Op dit ogenblik zijn er zijn er nog andere nog kleinschalige of experimentele manieren om het verwijderde, ingevroren eierstokweefsel te manipuleren :

  • Follikelrijping in vitro: uit het ‘ontdooide’ eierstokweefsel worden niet - ontwikkelde ovocyten verwijderd, die men vervolgens laat rijpen in een cultuurmilieu. De rijpe follikel wordt dan kunstmatig bevrucht waarna het embryo kan worden teruggeplaatst. Het voordeel van deze techniek is dat men geen eierstokweefsel moet herimplanteren.
  • Xenografting: is het terugplaatsen van menselijk eierstokweefsel in een andere diersoort zoals bijv. een muis. Met deze methode kan men het zeer delicate invries-proces omzeilen. Dit is reeds bestudeerd van diersoort tot diersoort, maar indien we met menselijke transplanten werken, moeten we zeker de ethische overwegingen niet uit het oog verliezen.

Alhoewel in de literatuur maar 2 zwangerschappen bekomen door dergelijke ovarium-manipulatie werden beschreven, mag men deze methode ‘voorzichtig’ als veelbelovend beschouwen. Opnieuw is het een voordeel dat de vrouw geen partner hoeft te hebben op het moment van haar kankerdiagnose, zodat deze techniek zeker bij meisjes met een kwaadaardige aandoening ( vaak leukemie ) moet overwogen worden. Anderzijds mag men bij borstkankerpatiënten niet uit het oog verliezen dat sommige onder hen draagster zijn van het borstkankergen en dat ze dus ook een verhoogd risico hebben op ovariumkanker. M.a.w. het herimplanteren van eierstokweefsel kan een mogelijk toekomstig gevaar inhouden. Opnieuw is het duidelijk dat dit alles met de patiënte moet besproken.

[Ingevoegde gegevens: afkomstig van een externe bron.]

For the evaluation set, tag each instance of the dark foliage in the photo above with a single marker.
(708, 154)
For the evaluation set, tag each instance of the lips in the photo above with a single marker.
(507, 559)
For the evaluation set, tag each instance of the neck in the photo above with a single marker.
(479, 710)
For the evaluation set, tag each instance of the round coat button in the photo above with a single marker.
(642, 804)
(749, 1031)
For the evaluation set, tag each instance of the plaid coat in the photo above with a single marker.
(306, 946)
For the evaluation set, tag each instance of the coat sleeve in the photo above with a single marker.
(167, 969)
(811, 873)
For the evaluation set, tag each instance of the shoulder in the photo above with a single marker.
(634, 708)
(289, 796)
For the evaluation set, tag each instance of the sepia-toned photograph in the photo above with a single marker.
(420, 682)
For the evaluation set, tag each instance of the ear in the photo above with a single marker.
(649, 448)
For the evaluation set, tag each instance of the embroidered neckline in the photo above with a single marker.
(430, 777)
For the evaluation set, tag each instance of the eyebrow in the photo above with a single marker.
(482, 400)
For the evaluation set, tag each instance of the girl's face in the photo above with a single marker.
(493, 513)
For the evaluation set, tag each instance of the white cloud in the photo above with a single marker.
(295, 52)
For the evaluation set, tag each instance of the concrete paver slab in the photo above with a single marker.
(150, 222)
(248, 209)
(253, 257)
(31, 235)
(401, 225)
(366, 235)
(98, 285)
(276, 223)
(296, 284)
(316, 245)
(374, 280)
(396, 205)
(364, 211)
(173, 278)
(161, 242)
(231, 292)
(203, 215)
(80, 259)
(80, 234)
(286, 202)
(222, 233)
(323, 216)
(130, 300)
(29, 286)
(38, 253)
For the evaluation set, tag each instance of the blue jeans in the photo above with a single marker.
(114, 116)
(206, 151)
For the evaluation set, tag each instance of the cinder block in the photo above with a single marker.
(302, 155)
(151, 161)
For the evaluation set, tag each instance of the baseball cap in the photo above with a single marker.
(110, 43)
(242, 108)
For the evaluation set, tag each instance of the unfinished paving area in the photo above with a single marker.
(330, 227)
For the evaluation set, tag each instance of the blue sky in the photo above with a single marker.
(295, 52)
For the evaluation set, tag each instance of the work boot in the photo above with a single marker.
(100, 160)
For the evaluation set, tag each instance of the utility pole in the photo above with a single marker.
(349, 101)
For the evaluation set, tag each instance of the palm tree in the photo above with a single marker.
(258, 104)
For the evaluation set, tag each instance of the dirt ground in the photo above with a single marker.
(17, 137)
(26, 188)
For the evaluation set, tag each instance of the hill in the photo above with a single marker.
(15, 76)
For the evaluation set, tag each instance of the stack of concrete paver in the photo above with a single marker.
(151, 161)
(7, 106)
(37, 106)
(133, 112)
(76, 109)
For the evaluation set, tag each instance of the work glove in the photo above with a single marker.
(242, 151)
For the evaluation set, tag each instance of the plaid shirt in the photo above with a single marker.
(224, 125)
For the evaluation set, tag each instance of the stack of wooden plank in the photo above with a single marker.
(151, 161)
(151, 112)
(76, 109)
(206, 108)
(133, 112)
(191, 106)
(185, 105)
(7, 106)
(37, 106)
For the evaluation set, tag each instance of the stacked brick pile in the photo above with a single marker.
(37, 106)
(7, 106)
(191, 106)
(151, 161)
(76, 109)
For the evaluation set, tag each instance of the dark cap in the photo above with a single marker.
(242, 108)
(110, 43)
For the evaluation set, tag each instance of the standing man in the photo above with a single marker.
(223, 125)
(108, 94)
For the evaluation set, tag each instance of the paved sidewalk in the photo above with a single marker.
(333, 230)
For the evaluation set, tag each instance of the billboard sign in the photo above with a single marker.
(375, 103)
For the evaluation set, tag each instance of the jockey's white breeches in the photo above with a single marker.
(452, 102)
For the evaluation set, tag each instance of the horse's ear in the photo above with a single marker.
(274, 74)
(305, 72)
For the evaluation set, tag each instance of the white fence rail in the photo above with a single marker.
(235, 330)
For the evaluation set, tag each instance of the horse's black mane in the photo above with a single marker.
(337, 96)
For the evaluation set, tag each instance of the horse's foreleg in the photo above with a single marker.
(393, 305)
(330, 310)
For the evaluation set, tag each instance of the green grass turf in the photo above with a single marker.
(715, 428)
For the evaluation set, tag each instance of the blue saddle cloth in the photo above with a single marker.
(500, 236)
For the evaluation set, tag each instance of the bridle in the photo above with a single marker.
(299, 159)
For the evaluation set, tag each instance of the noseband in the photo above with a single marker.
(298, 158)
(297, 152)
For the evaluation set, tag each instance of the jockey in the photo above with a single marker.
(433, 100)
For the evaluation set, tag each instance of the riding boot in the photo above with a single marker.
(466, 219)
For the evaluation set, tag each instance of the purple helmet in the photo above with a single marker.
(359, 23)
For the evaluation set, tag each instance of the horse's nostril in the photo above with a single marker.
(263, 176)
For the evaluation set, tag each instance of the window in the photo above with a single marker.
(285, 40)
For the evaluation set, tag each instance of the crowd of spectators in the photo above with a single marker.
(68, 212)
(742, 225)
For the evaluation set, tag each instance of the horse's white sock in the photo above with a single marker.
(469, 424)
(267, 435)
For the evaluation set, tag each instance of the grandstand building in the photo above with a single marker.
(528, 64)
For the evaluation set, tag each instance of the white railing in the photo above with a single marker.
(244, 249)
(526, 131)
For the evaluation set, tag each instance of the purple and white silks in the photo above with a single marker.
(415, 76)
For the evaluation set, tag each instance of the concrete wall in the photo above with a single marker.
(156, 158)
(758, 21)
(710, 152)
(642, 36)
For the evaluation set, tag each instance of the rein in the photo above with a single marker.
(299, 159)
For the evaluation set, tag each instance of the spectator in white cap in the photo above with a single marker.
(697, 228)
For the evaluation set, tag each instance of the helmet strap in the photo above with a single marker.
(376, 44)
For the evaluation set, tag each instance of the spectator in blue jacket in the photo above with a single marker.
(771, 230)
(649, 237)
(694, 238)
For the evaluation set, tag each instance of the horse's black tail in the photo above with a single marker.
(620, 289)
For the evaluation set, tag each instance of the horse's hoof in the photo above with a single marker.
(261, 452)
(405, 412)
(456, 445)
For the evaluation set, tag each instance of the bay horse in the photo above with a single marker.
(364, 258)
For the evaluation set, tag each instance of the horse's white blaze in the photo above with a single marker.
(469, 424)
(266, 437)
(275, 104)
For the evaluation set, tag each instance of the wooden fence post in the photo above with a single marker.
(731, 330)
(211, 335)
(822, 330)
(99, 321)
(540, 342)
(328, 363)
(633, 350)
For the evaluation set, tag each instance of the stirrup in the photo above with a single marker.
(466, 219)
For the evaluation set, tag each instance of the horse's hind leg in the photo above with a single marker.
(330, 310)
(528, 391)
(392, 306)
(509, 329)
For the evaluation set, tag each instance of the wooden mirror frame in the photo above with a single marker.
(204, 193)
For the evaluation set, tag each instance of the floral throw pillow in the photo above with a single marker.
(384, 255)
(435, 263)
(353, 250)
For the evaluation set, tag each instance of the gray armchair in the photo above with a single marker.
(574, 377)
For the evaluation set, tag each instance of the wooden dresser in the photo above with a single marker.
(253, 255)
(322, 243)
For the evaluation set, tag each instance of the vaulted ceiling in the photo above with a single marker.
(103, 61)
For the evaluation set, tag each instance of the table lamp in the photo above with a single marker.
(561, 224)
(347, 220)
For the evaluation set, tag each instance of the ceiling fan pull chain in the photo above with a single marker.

Beschermen van de eierstokfunctie door LH-RH analogen.

Het toedienen van chemotherapie aan kinderen toonde aan dat prepubertaire eierstokken minder gevoelig zijn aan de schadelijke effecten van cytostatica, zelfs wanneer alkylerende producten gebruikt worden.
LH-RH analogen brengen de ovaria in een tijdelijke rustfase, waardoor ze in theorie de eierstokken beschermen tegen de schadelijke invloed van chemotherapie. Een kleine studie bevestigde die hypothese. De resultaten van grote prospectieve studies zijn nog in afwachting.

Welke methode is aan te raden?

Vanzelfsprekend zal het mogelijk vruchtbaarheidsverlies en eventuele behandeling(en) met de patiënte besproken worden. Het doel is namelijk “een jonge vrouw een maximale kans op een toekomstige zwangerschap te geven”. In praktijk komt het er dus op neer dat de gynaecoloog, de vruchtbaarheidsdeskundige en de oncoloog samen moeten overleggen om die beste kans of kansen na te gaan. Natuurlijk zullen geen oncologische risico’s genomen worden of zullen geen niet-efficiënte vruchtbaarheidstechnieken overwogen worden.